Prediction and experimental validation approach to improve performance of novel hybrid bio-inspired 3D printed lattice structures using artificial neural networks

Abstract

Novel Cellular lattice structures with lightweight designs are gaining more interest in the automobile and aerospace sectors. Additive manufacturing technologies have focused on designing and manufacturing cellular structures in recent years, increasing the versatility of these structures because of the significant benefits like high strength-to-weight ratio. In this research, a novel hybrid type of cellular lattice structure is designed, bio-inspired from the circular patterns seen in the bamboo tree structure and the overlapping patterns found on the dermal layers of fish-like species. The unit lattice cell with varied overlapping areas with a unit cell wall thickness of 0.4 to 0.6 mm. Fusion 360 software models the lattice structures with a constant volume of 40 × 40 × 40 mm. Utilizing the stereolithography (SLA) process and a vat polymerization type three-dimensional printing equipment is used to fabricate the 3D printed specimens.
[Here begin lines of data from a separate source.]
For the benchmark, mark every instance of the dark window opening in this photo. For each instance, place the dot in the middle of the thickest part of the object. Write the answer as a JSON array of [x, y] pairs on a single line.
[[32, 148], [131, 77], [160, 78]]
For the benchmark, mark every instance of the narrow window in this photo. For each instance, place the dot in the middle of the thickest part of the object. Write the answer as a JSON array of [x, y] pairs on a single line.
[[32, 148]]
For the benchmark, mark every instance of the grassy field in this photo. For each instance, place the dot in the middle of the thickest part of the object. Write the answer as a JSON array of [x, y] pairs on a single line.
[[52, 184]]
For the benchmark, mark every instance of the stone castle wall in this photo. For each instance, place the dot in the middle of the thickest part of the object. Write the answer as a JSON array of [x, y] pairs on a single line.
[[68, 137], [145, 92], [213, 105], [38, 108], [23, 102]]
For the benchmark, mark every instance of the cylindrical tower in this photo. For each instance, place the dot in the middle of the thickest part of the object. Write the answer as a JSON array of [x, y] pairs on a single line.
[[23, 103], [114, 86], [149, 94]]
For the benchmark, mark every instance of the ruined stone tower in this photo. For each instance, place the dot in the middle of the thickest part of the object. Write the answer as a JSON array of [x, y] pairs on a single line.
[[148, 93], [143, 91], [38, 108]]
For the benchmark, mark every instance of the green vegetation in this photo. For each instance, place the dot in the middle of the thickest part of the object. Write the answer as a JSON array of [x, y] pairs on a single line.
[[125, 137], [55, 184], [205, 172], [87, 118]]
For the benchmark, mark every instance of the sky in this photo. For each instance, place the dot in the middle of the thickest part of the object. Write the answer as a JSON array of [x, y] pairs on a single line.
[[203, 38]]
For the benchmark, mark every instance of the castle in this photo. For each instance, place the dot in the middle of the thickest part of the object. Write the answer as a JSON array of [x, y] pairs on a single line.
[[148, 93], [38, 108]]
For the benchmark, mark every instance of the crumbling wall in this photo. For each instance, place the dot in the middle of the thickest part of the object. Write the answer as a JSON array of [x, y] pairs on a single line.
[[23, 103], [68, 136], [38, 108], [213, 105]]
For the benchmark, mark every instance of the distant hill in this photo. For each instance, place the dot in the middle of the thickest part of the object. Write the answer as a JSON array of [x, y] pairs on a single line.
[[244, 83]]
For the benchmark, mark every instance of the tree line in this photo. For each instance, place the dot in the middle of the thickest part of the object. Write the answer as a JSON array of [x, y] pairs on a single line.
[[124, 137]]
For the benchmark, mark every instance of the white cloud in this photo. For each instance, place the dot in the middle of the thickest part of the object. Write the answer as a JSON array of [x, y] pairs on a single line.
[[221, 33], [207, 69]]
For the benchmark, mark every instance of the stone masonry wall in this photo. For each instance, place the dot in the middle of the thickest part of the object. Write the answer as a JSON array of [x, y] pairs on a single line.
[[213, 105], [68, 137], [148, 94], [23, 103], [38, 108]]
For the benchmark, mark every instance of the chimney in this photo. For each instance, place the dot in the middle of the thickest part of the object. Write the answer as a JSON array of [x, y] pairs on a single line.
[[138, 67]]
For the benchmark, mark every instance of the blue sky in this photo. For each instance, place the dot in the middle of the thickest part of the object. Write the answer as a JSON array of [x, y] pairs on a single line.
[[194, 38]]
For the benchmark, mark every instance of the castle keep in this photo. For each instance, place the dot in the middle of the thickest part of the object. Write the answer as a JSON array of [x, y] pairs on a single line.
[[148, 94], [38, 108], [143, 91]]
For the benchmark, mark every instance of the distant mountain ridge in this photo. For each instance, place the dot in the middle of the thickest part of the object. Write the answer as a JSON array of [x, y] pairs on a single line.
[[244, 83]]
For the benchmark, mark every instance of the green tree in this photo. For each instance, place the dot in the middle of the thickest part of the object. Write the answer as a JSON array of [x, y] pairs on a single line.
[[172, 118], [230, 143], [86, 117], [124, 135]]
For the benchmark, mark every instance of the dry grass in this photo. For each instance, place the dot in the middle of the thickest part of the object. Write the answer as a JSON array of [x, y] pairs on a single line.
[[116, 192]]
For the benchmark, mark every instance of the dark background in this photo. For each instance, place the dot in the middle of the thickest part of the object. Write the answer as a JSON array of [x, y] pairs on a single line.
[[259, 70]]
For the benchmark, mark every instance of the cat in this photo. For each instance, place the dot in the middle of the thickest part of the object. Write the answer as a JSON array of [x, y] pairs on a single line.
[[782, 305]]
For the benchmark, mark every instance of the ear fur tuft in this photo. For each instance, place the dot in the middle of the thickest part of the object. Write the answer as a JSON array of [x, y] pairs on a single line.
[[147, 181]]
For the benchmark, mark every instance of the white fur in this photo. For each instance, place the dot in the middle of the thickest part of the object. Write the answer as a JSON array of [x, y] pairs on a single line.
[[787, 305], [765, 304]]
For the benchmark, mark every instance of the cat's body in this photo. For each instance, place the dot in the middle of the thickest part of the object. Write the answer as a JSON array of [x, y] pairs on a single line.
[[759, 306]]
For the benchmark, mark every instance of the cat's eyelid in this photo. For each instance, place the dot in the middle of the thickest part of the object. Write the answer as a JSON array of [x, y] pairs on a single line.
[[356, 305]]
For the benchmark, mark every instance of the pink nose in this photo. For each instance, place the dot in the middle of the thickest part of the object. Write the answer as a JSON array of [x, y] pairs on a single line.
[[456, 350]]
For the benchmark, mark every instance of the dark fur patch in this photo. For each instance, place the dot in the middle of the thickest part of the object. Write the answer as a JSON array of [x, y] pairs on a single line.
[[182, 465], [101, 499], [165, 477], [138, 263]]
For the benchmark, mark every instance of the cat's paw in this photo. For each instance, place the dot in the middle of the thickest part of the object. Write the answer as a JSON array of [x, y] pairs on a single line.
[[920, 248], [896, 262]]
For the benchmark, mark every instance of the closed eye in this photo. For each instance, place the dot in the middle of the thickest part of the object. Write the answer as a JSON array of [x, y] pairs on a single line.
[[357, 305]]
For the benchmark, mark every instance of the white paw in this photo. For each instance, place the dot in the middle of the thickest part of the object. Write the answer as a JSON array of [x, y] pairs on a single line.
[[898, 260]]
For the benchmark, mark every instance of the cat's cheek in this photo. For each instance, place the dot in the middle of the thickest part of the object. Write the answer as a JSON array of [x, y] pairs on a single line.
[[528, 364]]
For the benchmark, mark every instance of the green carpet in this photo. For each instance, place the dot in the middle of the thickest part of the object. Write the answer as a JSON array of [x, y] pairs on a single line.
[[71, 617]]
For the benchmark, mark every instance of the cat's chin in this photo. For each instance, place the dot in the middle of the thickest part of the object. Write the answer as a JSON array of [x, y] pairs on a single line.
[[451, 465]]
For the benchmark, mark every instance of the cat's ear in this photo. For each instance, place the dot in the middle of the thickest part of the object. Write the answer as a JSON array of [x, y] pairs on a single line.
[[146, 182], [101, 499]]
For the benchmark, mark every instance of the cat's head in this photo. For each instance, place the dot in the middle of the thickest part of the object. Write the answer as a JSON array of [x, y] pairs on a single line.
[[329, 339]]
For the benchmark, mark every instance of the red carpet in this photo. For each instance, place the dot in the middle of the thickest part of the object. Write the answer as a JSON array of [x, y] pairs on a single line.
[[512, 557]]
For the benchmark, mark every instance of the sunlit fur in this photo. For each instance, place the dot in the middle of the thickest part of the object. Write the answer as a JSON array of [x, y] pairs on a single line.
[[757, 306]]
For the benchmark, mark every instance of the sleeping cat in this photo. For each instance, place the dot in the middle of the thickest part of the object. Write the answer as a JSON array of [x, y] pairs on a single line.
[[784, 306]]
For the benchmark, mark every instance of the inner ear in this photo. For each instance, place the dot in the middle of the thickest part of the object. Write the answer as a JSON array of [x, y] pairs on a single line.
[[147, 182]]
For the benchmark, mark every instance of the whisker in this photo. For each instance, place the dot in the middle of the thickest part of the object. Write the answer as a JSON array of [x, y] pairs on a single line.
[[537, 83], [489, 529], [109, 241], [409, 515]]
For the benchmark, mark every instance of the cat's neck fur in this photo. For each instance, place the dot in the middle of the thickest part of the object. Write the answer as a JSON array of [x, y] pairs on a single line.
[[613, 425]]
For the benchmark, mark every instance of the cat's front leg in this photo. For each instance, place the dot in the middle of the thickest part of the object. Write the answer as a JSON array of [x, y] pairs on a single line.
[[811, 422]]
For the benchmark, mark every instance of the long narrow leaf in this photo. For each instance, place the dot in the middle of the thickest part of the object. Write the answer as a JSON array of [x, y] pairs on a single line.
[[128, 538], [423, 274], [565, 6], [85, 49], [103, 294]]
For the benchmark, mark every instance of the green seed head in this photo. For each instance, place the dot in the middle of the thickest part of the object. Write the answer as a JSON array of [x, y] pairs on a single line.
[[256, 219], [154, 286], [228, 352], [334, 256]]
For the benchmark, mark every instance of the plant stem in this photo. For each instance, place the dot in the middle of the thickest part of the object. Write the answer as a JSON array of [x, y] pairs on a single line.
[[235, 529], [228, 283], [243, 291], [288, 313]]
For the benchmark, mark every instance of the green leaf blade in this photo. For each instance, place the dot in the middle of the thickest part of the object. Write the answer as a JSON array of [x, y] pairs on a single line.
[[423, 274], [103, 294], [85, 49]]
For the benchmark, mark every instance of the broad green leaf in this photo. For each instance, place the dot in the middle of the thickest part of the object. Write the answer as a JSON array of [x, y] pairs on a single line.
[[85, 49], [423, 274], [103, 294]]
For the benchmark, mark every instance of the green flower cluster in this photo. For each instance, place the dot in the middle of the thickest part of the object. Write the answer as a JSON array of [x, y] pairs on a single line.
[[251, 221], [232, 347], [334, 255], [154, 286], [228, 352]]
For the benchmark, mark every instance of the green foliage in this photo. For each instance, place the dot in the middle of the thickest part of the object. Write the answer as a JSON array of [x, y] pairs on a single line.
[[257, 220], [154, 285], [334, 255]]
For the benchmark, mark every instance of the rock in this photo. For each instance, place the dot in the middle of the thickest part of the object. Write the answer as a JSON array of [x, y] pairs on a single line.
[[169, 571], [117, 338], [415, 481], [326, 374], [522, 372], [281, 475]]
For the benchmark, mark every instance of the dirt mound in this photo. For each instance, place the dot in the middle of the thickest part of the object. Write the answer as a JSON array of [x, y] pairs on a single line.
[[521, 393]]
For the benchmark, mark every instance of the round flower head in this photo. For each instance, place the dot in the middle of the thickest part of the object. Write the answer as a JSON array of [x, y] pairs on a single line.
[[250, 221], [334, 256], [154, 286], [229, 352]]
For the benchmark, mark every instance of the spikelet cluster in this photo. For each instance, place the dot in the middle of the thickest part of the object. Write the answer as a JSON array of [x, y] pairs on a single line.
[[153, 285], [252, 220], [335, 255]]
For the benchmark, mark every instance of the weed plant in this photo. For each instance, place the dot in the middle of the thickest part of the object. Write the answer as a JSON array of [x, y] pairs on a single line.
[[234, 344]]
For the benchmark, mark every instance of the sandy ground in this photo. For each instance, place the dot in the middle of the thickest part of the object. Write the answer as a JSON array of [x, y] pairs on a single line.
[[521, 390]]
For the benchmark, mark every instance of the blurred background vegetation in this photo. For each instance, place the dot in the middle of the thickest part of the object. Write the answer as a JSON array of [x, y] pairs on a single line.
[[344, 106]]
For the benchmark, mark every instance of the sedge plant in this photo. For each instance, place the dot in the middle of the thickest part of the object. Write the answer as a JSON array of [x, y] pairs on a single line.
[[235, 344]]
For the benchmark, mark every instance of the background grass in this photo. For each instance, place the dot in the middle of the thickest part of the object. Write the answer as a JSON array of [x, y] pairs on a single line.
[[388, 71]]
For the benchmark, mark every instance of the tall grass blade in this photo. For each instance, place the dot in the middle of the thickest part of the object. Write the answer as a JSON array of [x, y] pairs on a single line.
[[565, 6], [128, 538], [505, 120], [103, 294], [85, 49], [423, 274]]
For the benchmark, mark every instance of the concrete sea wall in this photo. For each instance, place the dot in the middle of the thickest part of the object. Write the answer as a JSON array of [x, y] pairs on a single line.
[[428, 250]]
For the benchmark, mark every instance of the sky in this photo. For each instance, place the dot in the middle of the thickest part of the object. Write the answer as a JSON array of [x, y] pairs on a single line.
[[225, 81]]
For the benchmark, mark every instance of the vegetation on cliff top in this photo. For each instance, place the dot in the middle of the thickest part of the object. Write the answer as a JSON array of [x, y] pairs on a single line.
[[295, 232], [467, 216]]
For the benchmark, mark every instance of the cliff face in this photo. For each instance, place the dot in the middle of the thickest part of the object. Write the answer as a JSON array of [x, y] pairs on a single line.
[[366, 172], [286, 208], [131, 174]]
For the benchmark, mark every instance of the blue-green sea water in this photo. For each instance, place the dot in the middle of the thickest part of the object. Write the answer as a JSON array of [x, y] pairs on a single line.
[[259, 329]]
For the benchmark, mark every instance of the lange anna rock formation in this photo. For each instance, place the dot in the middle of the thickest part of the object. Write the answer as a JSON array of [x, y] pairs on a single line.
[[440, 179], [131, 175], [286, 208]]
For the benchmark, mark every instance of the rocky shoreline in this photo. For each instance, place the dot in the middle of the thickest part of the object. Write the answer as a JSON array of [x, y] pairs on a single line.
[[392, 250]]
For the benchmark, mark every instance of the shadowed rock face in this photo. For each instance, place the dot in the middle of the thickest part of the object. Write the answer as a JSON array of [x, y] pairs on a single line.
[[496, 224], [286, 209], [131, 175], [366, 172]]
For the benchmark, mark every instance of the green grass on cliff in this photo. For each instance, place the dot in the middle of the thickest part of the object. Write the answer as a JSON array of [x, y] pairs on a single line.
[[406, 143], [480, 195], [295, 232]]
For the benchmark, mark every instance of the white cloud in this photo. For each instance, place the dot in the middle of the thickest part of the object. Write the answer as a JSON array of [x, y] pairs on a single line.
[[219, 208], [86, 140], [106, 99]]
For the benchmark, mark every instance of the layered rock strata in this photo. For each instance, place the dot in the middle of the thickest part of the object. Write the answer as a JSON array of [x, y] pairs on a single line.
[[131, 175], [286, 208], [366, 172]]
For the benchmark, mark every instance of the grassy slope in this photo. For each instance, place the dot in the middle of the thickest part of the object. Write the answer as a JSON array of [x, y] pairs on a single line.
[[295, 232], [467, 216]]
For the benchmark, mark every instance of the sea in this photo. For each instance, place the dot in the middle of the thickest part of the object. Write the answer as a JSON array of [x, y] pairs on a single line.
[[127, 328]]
A quasi-static compression test was carried out on all 3D printed specimens, and the energy absorption capacity of each structure was calculated. Machine learning technique like the Artificial neural network (ANN) with Levenberg–Marquardt Algorithm (ANN-LM) was applied to the present research to predict the energy absorption of the lattice structure with parameters such as overlapping area, wall thickness, and size of the unit cell. The k-fold cross-validation technique was applied in the training phase to get the best training results. Overall, the results obtained using the ANN tool are validated and can be a favourable tool for lattice energy prediction with available data.